According to the report issued Thursday by Boston Consulting Group (via Financial Post), reducing prices on wireless and internet services could potentially “lead to a shortfall of $15 billion needed to develop the imminent 5G technology. The subsequent loss in the digital sphere could cost the country’s economy $200 billion a year by 2040, the consultant said.”

“Canada’s policy makers must address the legitimate goal of consumer affordability without hampering Canada’s competitiveness and its digital future,” authors Lawrence Kuo and Vadim Gouterman write. “A sharp hit to industry revenue will flow through into a private investment gap that is unlikely to be filled by public funding.”

The analysis backs up the case made by telecoms like Bell and Rogers, who are both petitioning to the federal cabinet to overturn a decision made by the CRTC to reduce wholesale rates to resellers by as much as 77 percent. The companies claim that this price cut will allow said resellers to take their customers while it reduces the revenue needed to upgrade networks in rural areas.

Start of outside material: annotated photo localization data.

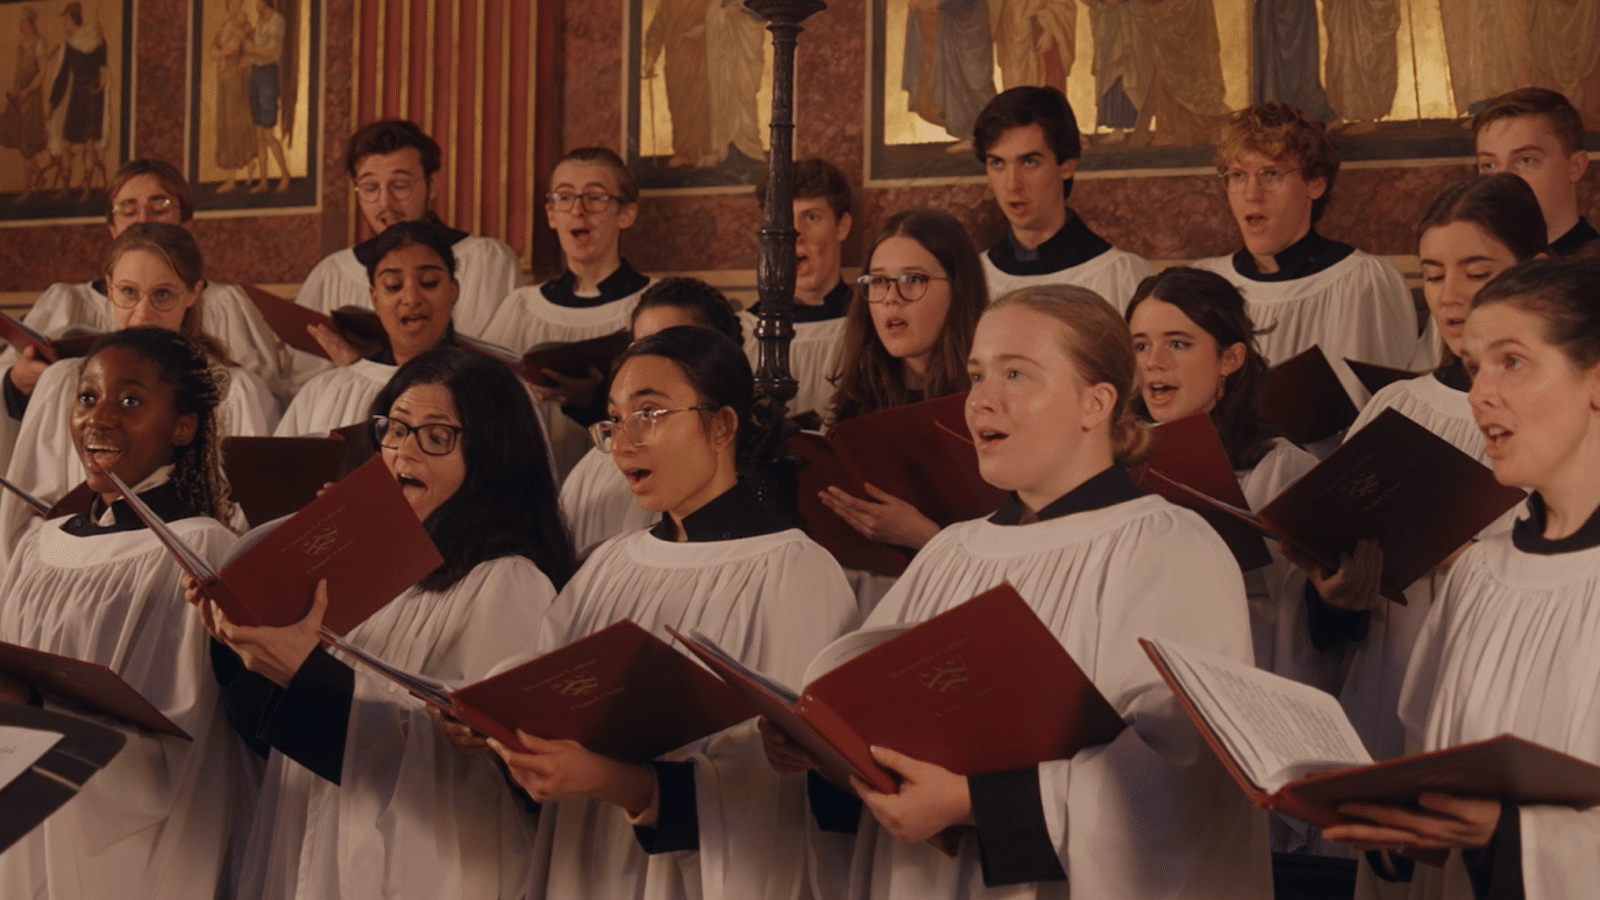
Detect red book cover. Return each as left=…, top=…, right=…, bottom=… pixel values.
left=520, top=330, right=632, bottom=388
left=1133, top=413, right=1274, bottom=571
left=239, top=283, right=333, bottom=357
left=1345, top=358, right=1422, bottom=397
left=0, top=642, right=188, bottom=739
left=221, top=435, right=351, bottom=525
left=0, top=314, right=100, bottom=364
left=1261, top=345, right=1359, bottom=446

On the other hand, consumers and resellers are arguing that large telecoms have earned “substantial profits in near monopoly conditions for decades and the market needs to be more competitive.”

“One of the key tradeoffs is between affordability — which is immediate, emotional and highly visible — and other factors such as quality, availability, investment and innovation, factors that have significant long-term social and economic impacts, but are less visible, more gradual and harder to measure,” the consultant said.

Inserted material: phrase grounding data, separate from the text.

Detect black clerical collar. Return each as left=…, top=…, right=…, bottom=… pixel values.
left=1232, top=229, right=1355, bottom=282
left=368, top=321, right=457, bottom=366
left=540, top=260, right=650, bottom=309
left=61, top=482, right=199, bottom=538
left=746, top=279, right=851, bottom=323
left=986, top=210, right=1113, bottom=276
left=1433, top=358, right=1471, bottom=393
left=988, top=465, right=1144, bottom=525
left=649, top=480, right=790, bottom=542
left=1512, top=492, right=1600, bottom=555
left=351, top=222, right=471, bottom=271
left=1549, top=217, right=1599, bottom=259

Private investment in Canada’s digital infrastructure is more than $10 billion CAD per year, but a 25 percent drop in pricing and the CRTC ruling for lower wholesale rates could potentially cause a $2 billion a year or more shortfall in capital expenditures by telecoms

“Citizens may end up with slower and less-certain access to world-class connectivity, especially in digital-divide areas where business cases will become even less attractive,” the authors wrote.



According to the report, Canadian telecoms have higher margins than other global telecoms, but ranked fourth highest on a list of capital investments by 35 countries. While the report said that Canada was at the forefront of 4G deployment, it also warned that Canada is lagging behind other countries in rolling out 5G technology.

“Now is not the time to launch regulation that would hamper the required private investments right on the cusp of the 5G era,” Boston Consulting said. It called for “more open dialogue and collaboration between the public and private spheres.”

The re-elected Liberal government under Prime Minister Justin Trudeau is promising to lower wireless bills by 25 per cent, but Canadians are awaiting just how the government plans to achieve that, without incumbents pushing back.